A: - To była ewolucja sobotnich pikników, które organizowałam z "Aktywnymi Oławiankami". Gdy zakończyłam z nimi współpracę, miałam chwilę ciszy i regeneracji, ale Małgosia już wierciła mi śrubę: "No weź, dawaj, robimy coś!".
M: - Bo mi tego brakowało.
A: - Mówiła: "Masz wszystko co trzeba, ożywimy Rynek, zróbmy to!".
M: - W lipcu ubiegłego roku chciałyśmy spróbować, jak to nam pójdzie. Potem była druga i trzecia impreza. Stwierdziłyśmy, że fajnie to wygląda i warto by to wprowadzić na stałe.
A: - W październiku złożyłyśmy do burmistrza projekt na następny rok, że chcemy regularnie, co miesiąc, organizować Oławskie Niedziele - Święto Przedsiębiorczości.
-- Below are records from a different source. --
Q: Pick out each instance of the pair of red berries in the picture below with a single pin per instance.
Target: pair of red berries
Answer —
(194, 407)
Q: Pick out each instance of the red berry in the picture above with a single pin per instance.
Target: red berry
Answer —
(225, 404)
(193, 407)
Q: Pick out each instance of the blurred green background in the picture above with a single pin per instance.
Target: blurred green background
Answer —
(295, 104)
Z terminarzem, z konkretami, z liczbami, z masą listów polecających nas. No i z moim ulubionym zdaniem, że "gdybyśmy miały badać Oławę, to byśmy przebadały całe miasto w dwa tygodnie".
M: - Już tłumaczę. To było po pierwszej z Niedziel zdrowotnych, w których udało nam się przebadać naprawdę wiele osób.
A: - Konkrety? Proszę bardzo. Podczas dwóch Niedziel, przez osiem godzin przebadałyśmy 4 tysiące oławian. Już teraz zapowiadamy kolejne z serii zdrowotnych Niedziel, bo tegoroczny październik i przyszłoroczny marzec znów będą o zdrowiu.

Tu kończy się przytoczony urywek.